UK AI rules in finance create compliance patchwork
Fri, 10th Jul 2026 (Today)
Lexxion Publisher has published a study on AI regulation in UK financial services by Charles Kerrigan and Lisa McClory. It finds that UK firms face a growing patchwork of supervisory expectations.
Published in AIRe: Journal of AI Law and Regulation, the study examines how financial institutions are operating under a sector-led regulatory model without a dedicated AI statute. It argues that, in practice, firms are moving from broad principles to detailed governance and reporting arrangements shaped by regulators, data rules and cross-border obligations.
The authors say the UK approach remains deliberately non-codified, with no single technology-specific rulebook for AI in financial services. Instead, firms must navigate overlapping expectations from bodies including the Financial Conduct Authority and the Prudential Regulation Authority, alongside broader data protection requirements.
This structure has produced what the authors call an "interpretive kraken", in which similar AI use cases may be treated differently across the market. They argue that the lack of consistency is creating operational strain as compliance, legal, risk and technology teams try to map fragmented obligations onto individual systems and business lines.
The paper focuses on a period of change for the sector. It highlights the FCA's Mills Review, with recommendations due later this year, as well as new FCA and PRA operational reporting mandates and the impact of the Data (Use and Access) Act 2025 on automated decision-making.

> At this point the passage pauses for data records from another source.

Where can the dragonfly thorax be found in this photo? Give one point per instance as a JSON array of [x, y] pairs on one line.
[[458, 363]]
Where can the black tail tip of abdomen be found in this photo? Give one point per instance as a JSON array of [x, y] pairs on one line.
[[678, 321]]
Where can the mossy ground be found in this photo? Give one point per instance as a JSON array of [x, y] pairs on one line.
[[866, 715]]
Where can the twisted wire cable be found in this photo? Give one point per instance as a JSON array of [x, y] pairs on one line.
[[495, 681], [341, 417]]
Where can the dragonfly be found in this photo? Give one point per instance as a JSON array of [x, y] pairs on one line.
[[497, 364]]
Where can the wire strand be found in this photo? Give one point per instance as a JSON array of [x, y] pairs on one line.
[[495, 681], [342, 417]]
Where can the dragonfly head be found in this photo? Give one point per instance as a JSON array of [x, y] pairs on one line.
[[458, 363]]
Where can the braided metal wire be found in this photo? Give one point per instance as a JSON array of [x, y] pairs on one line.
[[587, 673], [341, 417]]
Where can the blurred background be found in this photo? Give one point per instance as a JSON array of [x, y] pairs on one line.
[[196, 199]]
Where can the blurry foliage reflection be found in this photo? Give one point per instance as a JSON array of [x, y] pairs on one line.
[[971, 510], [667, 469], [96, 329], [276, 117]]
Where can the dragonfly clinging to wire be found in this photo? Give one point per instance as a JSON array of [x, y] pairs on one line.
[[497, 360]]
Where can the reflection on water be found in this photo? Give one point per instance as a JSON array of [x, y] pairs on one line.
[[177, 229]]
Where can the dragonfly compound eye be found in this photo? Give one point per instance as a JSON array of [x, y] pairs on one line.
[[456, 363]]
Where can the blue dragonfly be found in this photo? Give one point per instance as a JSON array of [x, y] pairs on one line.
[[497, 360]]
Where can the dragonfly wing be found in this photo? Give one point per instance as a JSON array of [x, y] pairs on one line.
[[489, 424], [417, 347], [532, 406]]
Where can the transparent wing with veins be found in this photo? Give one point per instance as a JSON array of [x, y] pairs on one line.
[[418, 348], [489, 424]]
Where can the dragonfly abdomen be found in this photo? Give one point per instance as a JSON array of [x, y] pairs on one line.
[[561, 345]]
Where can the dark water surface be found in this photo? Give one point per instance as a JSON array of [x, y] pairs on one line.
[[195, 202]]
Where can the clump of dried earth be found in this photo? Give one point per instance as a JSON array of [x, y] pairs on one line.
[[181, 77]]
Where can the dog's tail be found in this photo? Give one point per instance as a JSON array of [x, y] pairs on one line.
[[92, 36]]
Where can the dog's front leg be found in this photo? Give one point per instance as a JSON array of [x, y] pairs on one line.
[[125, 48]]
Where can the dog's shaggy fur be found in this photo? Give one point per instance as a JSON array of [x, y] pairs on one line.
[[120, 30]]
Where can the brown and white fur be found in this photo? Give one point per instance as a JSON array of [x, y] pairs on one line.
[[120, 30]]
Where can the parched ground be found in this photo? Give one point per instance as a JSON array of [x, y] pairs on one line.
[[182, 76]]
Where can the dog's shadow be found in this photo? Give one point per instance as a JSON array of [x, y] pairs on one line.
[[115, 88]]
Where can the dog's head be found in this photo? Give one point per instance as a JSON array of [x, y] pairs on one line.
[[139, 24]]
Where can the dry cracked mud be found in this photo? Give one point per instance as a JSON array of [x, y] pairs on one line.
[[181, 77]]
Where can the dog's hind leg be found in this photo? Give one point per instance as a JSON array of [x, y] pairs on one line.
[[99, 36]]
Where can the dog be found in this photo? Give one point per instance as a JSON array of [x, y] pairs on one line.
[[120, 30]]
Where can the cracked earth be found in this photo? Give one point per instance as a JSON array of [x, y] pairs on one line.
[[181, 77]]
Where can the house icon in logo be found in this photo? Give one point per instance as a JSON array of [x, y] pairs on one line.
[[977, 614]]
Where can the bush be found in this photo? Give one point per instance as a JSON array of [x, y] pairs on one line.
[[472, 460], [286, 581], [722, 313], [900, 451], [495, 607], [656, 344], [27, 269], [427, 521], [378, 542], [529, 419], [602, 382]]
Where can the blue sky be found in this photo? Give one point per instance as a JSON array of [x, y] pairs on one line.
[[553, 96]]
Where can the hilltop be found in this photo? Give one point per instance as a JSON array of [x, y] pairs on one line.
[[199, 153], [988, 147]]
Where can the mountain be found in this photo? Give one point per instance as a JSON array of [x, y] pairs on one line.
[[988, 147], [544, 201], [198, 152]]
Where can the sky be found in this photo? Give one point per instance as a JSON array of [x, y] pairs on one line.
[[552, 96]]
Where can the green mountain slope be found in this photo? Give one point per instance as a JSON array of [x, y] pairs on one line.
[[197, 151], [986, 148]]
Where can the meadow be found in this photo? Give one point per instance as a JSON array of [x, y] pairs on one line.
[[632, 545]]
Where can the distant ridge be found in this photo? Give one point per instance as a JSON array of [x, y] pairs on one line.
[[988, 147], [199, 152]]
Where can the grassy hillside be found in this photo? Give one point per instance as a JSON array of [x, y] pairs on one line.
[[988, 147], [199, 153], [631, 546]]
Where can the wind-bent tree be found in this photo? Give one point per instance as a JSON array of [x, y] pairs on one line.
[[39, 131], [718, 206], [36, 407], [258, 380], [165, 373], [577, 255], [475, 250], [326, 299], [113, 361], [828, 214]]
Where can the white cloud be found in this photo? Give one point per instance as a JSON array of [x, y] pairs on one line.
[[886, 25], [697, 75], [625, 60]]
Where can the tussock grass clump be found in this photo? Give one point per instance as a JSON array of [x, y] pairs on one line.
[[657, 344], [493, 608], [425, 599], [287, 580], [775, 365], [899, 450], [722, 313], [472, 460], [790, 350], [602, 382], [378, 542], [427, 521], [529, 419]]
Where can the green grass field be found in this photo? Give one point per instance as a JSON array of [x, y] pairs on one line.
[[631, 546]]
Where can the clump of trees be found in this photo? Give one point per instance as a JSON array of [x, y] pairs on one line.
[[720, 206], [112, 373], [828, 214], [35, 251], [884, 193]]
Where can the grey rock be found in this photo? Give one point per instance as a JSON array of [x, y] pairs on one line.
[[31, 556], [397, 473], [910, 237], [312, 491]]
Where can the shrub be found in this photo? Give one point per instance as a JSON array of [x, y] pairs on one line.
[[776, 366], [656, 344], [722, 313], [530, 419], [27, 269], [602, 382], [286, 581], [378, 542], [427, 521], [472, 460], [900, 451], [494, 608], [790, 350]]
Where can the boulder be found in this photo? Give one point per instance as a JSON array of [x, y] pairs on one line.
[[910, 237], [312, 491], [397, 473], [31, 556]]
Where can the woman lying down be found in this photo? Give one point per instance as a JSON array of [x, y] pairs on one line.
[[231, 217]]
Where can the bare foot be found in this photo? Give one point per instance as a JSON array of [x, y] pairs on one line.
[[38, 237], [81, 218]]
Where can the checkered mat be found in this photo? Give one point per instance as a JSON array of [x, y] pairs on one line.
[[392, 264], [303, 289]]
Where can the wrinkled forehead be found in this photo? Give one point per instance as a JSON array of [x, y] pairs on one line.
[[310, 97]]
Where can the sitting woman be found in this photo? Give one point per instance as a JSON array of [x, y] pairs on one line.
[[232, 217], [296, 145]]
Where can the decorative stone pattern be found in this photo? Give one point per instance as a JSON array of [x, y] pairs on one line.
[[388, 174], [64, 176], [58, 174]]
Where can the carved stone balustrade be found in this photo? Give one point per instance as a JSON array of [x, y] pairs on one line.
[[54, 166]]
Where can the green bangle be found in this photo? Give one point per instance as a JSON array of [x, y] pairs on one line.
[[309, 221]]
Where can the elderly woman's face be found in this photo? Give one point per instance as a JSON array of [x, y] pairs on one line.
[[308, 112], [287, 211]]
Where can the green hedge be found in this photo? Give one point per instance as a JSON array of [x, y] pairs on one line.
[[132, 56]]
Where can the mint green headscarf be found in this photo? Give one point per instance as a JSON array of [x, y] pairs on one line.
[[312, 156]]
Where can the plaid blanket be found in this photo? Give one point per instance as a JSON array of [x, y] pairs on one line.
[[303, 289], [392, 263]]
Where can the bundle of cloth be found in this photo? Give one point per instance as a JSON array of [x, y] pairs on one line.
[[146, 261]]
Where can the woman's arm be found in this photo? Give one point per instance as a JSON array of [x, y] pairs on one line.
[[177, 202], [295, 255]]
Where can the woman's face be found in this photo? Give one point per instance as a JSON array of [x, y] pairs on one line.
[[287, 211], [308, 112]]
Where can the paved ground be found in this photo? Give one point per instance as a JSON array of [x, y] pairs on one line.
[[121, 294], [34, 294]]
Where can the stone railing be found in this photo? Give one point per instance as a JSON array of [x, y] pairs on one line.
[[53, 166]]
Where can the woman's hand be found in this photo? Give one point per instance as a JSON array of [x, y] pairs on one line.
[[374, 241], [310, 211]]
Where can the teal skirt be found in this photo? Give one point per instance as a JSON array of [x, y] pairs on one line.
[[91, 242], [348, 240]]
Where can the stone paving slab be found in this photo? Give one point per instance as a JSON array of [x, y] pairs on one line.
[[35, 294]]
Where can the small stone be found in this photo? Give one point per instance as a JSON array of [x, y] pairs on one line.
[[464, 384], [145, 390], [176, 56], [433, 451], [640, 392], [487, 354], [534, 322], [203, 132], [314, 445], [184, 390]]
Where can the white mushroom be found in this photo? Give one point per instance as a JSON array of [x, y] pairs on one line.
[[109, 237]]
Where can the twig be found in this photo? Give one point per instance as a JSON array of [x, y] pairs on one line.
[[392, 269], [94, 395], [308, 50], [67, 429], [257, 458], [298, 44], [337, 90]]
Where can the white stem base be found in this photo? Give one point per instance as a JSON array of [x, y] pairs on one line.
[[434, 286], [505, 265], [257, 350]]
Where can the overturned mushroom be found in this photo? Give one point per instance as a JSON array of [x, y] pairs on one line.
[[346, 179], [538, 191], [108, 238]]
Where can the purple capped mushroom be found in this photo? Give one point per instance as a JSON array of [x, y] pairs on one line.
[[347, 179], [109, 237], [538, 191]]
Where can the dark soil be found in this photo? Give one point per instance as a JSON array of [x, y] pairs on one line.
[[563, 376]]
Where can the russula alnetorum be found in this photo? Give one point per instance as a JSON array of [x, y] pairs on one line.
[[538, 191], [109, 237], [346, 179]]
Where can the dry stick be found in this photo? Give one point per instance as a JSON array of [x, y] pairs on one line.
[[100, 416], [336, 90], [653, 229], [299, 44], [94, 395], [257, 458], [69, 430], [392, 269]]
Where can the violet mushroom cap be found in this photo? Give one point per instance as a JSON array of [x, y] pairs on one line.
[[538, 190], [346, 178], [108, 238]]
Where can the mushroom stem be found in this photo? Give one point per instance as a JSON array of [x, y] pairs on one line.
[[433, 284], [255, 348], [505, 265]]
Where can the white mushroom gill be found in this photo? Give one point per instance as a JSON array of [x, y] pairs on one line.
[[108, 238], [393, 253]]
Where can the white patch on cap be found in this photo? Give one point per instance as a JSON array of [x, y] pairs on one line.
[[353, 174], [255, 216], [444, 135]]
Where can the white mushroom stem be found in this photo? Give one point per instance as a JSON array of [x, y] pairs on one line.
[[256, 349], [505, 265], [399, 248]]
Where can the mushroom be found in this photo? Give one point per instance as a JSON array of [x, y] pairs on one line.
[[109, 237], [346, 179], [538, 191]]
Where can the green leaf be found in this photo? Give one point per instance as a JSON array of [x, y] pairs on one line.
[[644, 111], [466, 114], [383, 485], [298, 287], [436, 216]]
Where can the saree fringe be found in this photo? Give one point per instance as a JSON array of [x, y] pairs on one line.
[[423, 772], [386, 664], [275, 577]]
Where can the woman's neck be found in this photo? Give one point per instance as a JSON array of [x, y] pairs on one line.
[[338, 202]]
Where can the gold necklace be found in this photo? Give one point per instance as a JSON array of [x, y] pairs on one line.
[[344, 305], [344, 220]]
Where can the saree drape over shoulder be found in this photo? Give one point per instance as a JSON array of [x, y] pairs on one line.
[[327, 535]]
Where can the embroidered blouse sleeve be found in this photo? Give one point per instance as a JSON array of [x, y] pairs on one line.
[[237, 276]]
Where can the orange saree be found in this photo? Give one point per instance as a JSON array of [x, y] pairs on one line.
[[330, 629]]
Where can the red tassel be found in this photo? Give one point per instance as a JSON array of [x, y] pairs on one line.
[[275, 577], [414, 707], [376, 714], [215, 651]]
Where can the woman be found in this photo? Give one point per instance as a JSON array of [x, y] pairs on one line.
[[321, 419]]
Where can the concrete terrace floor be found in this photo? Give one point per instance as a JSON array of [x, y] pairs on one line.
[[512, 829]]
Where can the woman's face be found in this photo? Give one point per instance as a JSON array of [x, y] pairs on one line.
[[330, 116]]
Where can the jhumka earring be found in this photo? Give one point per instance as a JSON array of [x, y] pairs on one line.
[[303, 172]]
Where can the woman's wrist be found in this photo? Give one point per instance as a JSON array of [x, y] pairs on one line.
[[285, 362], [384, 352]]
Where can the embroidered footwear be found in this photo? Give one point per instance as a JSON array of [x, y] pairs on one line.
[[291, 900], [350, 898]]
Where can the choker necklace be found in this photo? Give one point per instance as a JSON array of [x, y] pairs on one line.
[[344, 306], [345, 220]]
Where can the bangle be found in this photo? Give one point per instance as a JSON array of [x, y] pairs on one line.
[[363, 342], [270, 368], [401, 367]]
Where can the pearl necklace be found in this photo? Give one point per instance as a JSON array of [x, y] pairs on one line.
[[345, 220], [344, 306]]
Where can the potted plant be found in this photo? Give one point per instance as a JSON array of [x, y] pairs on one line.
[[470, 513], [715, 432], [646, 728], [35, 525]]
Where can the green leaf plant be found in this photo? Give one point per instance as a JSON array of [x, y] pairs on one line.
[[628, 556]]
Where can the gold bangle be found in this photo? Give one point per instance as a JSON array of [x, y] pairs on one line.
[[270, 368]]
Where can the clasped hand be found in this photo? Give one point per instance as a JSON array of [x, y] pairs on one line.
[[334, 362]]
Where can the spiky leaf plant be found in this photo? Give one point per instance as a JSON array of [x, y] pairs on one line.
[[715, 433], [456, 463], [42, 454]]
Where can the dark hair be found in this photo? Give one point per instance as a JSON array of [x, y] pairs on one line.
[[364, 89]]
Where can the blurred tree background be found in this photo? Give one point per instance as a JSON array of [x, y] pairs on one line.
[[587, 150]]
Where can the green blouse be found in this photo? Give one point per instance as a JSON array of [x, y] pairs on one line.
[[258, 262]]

These developments matter because many financial institutions are already using AI in live operations. The study says 75 per cent of UK financial firms are deploying the technology, increasing the urgency of clearer internal controls and consistent governance frameworks.
Operational burden
Rather than introducing a single legislative framework, the UK has relied on sector regulators to apply existing principles to AI-related activity. In financial services, firms are often expected to interpret supervisory signals and translate them into practical standards for model oversight, accountability, reporting and customer outcomes.
The authors argue that the burden of making that framework work falls heavily on firms. Governance architecture, internal documentation and reporting systems are where broad regulatory principles are turned into day-to-day controls.
The picture is more complex for institutions with business in the European Union. The study says extraterritorial pressure from the EU AI Act is affecting EU-facing entities, adding another layer of requirements for firms that already have to satisfy UK supervisors and domestic data rules.
That creates the prospect of parallel compliance tracks, particularly for cross-border groups. A firm may need to align one set of internal processes with UK supervisory expectations while also assessing whether products, services or internal tools fall within the scope of the EU regime.
Data rules
The report also points to the post-Brexit Data (Use and Access) Act 2025 as a significant part of the picture. It says the law updates rules on automated decision-making while preserving EU data adequacy, an outcome that remains important for firms moving data between the UK and the bloc.
For financial services groups, data governance has become closely tied to AI governance. Questions about automated decisions, explainability, oversight and record-keeping increasingly overlap, particularly in customer-facing processes.
The study comes as policymakers and regulators in several jurisdictions continue to weigh whether existing law is sufficient for AI or whether technology-specific legislation is needed. So far, the UK has favoured adapting existing regulatory structures, a course supporters say offers flexibility but critics say leaves firms dealing with uncertainty.
Lexxion is making digital access available to the country reports section of the journal issue that includes the UK analysis, alongside reports on Japan, Korea, Australia, Ukraine and the European Union. The wider editorial focus reflects the increasingly international nature of AI regulation as companies compare national regimes and assess where rules diverge.
Kerrigan and McClory are identified as financial technology legal specialists at CMS London. Their analysis presents the UK market as one in which the practical rules of AI governance are shaped less by a single statute than by supervisory expectations, operational reporting demands and the compliance choices firms make in response to overlapping domestic and international obligations.
The result, they argue, is an uncodified and fragmented regulatory environment that pushes the real work of AI compliance onto firm-level governance architecture.